Because when it comes down to it the majority of the things in life life that we consider to be what we need to survive are simply creature comforts. The refrigerator, while an undoubtedly wonderful invention, could be done without if we reverted to the days when you obtained and consumed goods on the same day, unless they were the types of ingredients that could be preserved in a simple wooden box.
The oven and stovetop, other helpful household inventions, were created to replace the ancient art of cooking on a woodfire.
Just like a housewife in a 1950s advertisement, we stand in the kitchen and sigh, wondering how we could ever have got by without these inventions.
And there is the key point. Although we may not realise it, humanity was getting along just fine before the age of luxury living. Before televison-cars-radios-flatscreen-silverscreen-also-have-one-in-the-kitchen-seperate-fridge-ice-dispenser-oven-that-also-tells-the-time-playstation-really-awesome-computer human beings, or those that came before them, found other ways to live.
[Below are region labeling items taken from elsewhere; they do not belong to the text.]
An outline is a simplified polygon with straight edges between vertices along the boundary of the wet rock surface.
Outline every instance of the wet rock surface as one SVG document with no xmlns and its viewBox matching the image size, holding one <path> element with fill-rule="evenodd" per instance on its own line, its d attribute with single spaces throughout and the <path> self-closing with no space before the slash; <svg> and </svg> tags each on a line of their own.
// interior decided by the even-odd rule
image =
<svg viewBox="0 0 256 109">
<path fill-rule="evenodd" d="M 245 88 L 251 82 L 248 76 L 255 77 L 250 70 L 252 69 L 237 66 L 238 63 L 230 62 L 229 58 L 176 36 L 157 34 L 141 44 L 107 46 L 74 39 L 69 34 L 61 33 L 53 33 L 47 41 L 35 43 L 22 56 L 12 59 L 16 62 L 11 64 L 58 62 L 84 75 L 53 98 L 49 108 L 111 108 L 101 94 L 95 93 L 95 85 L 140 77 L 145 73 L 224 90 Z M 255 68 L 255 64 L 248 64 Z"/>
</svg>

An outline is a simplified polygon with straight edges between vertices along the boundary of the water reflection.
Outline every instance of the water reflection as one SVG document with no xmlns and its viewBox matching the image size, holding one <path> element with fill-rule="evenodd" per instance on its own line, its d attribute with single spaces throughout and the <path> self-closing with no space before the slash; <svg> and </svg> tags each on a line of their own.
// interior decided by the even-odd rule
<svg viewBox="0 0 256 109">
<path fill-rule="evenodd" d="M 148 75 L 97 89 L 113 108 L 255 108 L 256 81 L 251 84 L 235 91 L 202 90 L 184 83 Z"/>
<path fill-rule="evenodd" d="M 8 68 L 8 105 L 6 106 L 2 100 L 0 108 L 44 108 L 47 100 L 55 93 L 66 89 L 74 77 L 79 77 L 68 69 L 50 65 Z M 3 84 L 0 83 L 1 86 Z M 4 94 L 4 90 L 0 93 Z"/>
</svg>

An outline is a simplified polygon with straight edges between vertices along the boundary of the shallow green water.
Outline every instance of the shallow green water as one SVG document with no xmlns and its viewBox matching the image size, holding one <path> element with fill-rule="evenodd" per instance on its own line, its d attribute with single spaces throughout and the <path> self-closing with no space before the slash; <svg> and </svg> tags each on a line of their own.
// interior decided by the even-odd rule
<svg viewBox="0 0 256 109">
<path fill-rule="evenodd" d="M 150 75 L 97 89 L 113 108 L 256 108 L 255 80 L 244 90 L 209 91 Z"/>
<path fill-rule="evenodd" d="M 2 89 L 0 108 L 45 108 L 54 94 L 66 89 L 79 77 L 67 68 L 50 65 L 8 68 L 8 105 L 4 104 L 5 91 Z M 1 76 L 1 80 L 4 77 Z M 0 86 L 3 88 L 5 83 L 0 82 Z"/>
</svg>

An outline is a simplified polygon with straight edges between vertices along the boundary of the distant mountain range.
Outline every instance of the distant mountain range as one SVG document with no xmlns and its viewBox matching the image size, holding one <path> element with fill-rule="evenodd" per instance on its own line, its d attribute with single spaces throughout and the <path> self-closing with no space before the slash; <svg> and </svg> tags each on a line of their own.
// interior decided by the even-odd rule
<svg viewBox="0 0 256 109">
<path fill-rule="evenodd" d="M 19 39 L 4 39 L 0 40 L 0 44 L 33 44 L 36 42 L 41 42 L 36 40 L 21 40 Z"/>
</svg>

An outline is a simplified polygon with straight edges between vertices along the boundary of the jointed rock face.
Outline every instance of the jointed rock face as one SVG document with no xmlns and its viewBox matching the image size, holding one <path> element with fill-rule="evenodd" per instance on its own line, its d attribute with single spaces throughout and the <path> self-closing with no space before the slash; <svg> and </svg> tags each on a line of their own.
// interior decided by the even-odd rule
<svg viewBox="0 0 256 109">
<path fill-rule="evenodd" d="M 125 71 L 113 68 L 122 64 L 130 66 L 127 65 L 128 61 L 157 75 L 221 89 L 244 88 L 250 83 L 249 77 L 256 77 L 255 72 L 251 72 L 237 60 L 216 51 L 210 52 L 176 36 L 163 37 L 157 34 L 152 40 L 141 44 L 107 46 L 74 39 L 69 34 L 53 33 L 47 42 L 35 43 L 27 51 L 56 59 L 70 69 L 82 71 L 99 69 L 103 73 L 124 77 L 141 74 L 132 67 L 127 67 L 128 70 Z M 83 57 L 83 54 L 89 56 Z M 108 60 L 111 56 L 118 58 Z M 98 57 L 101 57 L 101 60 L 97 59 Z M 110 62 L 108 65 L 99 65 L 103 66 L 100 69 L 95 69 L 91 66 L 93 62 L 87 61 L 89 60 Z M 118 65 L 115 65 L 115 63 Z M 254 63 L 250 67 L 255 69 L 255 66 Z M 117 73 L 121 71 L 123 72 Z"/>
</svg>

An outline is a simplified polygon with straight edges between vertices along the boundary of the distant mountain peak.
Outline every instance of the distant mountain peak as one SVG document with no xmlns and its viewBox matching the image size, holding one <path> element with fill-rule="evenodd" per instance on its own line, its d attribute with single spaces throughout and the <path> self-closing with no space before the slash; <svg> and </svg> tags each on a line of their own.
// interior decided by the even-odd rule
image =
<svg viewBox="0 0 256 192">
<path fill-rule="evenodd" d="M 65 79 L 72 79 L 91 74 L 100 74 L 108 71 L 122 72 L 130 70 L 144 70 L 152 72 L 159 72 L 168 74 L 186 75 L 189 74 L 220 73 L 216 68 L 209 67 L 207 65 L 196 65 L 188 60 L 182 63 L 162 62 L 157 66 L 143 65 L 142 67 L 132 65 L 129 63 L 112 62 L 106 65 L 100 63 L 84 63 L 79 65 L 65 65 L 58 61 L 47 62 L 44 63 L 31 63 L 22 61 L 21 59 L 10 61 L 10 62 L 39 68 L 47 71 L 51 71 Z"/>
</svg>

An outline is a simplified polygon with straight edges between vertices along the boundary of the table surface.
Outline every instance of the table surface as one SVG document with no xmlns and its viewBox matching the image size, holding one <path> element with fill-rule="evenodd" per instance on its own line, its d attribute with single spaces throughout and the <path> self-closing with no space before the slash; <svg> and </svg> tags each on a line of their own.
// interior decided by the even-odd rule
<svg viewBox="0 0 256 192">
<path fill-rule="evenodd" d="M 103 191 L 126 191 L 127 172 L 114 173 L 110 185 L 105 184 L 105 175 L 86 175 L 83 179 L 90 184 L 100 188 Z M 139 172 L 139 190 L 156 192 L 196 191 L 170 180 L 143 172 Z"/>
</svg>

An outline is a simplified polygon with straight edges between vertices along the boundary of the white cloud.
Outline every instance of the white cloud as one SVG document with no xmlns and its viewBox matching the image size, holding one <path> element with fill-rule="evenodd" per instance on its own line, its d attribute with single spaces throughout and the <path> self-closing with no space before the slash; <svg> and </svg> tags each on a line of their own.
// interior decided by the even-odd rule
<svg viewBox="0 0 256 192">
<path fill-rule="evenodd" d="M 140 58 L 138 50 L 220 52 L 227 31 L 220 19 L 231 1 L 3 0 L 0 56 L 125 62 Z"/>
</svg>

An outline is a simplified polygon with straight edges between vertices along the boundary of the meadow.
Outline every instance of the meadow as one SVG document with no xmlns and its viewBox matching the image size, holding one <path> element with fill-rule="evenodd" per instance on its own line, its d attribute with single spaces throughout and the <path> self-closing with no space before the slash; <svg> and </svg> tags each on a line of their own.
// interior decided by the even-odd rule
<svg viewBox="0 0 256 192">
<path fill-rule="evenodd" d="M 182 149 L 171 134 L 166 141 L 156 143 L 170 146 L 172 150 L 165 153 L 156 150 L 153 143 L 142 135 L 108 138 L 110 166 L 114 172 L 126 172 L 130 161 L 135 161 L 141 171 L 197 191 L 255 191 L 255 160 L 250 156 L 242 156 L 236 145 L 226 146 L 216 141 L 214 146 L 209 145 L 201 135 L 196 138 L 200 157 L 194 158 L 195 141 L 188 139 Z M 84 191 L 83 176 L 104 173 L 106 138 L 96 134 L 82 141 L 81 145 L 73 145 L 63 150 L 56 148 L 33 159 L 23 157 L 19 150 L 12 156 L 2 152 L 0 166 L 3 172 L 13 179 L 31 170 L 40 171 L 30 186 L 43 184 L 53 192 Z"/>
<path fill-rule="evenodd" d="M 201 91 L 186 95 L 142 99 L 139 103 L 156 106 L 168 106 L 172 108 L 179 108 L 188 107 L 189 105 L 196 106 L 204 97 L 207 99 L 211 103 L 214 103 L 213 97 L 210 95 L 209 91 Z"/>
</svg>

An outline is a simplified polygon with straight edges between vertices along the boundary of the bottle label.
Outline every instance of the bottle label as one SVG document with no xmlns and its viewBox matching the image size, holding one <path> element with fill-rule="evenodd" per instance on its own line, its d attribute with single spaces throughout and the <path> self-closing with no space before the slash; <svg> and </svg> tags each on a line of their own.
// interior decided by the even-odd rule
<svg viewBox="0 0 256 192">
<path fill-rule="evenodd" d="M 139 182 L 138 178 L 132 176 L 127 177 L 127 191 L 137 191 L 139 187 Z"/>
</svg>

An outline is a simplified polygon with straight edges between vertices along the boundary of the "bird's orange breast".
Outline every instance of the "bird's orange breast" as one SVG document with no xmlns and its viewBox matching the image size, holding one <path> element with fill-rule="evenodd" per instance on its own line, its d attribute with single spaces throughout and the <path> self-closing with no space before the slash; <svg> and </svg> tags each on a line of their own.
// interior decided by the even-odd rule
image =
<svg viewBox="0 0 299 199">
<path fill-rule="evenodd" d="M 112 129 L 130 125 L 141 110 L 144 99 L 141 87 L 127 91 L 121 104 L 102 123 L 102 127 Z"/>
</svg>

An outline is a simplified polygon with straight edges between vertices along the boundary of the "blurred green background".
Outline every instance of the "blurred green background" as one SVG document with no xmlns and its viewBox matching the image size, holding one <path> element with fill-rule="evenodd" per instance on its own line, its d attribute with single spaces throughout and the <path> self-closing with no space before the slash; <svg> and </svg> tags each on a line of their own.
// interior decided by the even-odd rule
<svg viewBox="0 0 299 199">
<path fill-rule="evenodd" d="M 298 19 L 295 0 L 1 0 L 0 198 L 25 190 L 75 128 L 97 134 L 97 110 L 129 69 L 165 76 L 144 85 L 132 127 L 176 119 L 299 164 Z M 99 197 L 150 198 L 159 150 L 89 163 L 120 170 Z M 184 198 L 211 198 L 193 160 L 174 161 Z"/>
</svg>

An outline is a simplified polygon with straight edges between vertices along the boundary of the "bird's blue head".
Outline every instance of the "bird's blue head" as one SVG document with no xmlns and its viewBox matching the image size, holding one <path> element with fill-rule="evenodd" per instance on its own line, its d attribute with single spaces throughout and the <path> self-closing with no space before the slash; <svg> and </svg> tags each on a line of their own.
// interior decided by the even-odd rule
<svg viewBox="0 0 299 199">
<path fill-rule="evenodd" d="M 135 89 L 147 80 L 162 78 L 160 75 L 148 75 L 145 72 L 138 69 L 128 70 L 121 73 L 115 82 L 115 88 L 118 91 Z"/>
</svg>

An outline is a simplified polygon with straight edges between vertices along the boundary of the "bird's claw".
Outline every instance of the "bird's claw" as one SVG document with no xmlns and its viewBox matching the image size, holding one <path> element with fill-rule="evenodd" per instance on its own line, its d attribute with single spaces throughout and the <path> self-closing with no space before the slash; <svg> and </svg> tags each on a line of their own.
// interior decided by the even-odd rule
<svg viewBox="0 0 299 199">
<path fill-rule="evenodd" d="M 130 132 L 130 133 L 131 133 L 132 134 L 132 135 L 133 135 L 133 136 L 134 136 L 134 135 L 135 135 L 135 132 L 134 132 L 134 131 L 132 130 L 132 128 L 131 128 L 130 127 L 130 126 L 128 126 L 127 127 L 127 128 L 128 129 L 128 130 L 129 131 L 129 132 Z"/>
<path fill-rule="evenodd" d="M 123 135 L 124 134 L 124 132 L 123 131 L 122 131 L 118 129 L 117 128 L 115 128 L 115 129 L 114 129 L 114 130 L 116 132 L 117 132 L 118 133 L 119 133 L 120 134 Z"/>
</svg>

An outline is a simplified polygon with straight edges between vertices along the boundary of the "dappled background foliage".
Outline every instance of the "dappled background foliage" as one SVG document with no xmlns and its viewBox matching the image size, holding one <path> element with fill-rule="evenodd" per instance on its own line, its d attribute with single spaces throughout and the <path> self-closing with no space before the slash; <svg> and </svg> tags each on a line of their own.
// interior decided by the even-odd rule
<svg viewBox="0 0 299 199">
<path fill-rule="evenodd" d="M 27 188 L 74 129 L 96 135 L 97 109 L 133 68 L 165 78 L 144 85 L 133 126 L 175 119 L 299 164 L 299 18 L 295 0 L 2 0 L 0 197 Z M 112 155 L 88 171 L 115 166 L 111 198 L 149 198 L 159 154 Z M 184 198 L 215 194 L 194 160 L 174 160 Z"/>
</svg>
They hunted and gathered their food, cooked it on spits over the open flames of the fire they had learnt to create, made toys out of wood and at night they slept under the stars.
For many this doesn't sound like a paradise. I admit that the lack of access to a shower and the Sims 2 would certainly put a dampener on my ability to see that way of life as comfortable.
Yet the only reason I percieve the way we live today as 'comfortable' is because I have been told that that is so! Since birth it is put into our heads that we are lucky to have what we do, that we need it to survive. Well perhaps we do and perhaps we don't. I believe that the only reason we need these creature comforts so badly is that we have never known another way of life.
Do you think that the first Neanderthal woke up every morning thinking that someone needed to invent a large box to cook things in, or an even larger one to keep game cool? No I don't think he did. And why? Because he had no reason to. He had food to eat, water to drink and bark to sleep on at night.
To him, those were creature comforts. Now I'm not going to go out on the street and pitch my ideas to the rest of society. But I will air my thoughts to the few readers through my blog, as you can see. I just think that we should think about the difference between want and need. Because it may be a smaller gap than we thought.